Many Wall Street analysts feel Conoco can accelerate growth from reloaded portfolio depth in the Bakken and Eagle Ford, with visibility on future growth from a newly disclosed sizable position in the Permian. The company lowered its 2015 spending target in response to the lingering slump in crude prices.
Chairman and CEO Ryan Lance said recently that Conoco expects oil prices to start to move higher late next year, but it is significantly reducing capital and operating costs, while maintaining its commitment to safety and asset integrity. He also said the company retains the flexibility to adjust capital spending in response to market factors. The 2016 capital budget was announced recently at $7.7 billion. Merrill Lynch feels that with the capital spending below $8 billion and additional asset sales that the dividend should remain safe, a key reason for investors to consider the stock.
Investors are paid a very strong 6.24% dividend. The Merrill Lynch price target is a whopping $77. The consensus target is much lower at $60.95. Conoco closed Monday at $47.19 per share.
Exxon Mobil
This company is one of Merrill Lynch’s top picks for 2016. The Merrill Lynch analysts are very positive on Exxon Mobil Corp. (NYSE: XOM) long term as the overall corporate strength of the massive integrated giant plays a significant part in the company’s usually solid earnings reporting pattern.
The company’s global downstream chemical segment plays a huge part for Exxon.

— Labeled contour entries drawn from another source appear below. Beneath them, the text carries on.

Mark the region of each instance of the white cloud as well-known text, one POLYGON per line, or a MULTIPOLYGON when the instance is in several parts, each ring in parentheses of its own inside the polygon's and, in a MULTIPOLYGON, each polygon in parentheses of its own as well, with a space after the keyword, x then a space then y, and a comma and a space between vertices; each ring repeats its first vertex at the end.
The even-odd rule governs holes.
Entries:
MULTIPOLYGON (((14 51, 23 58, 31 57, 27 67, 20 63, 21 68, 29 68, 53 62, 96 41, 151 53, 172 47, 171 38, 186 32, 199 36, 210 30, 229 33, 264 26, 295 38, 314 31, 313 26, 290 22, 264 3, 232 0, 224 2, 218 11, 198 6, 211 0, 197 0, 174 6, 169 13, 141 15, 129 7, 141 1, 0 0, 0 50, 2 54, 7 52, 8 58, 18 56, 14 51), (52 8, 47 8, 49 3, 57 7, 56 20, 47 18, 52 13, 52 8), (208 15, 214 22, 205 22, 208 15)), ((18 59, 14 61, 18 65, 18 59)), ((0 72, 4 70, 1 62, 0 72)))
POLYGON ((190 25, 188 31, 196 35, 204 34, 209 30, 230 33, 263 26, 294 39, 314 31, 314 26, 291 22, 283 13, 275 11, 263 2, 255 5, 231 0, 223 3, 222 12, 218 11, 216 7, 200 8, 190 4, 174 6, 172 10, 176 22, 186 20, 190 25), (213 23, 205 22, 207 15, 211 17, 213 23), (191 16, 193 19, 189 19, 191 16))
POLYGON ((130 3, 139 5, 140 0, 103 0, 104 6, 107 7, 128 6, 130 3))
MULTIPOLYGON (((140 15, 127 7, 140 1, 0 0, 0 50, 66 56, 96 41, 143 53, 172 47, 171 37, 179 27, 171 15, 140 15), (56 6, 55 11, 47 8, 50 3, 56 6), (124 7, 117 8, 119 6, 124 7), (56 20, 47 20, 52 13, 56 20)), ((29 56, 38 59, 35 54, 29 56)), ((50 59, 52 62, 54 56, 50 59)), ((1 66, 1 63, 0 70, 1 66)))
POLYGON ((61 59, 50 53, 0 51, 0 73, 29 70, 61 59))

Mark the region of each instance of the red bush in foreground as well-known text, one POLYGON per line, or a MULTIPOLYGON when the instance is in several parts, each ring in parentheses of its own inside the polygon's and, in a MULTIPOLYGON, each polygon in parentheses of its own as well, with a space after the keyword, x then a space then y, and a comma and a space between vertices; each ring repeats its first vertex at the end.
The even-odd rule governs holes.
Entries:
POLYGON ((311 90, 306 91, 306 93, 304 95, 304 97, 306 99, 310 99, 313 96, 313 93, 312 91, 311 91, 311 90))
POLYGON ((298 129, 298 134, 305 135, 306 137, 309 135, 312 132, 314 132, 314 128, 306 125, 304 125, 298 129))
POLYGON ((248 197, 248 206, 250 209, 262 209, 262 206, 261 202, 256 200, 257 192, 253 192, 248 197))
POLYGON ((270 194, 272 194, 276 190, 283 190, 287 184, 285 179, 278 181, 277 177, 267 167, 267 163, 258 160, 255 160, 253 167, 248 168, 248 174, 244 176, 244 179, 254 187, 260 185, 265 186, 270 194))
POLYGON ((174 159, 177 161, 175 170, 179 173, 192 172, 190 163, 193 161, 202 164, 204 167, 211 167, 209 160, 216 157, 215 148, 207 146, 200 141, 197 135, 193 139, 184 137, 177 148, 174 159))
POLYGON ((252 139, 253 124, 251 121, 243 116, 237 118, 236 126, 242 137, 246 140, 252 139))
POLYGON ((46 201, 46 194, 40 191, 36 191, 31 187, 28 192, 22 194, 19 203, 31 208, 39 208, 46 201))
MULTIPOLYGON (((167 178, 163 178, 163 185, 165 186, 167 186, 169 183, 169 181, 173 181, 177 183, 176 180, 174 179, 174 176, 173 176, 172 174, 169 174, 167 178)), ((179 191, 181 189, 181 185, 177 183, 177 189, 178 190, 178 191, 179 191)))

It may be a part that many others on Wall Street don’t fully appreciate as the segment contributes an estimated 16% of overall total revenue. Some very solid reasons for adding the stock to a long-term growth portfolio are that the company consistently has demonstrated disciplined investing, operational excellence and technological innovation.
The company recently appointed the head of its refining business as its new president, which makes him the probable successor to CEO Rex Tillerson, a move that was designed to avoid raising eyebrows on Wall Street. The new president, Darren Woods, is a 23-year company veteran who should keep the Goliath on the steady path for growth and progress.
Exxon investors receive a 3.72% dividend. The Merrill Lynch target price is $100. The consensus price objective is lower at $83.52. Shares closed Monday at $78.74, down almost 15% for the year.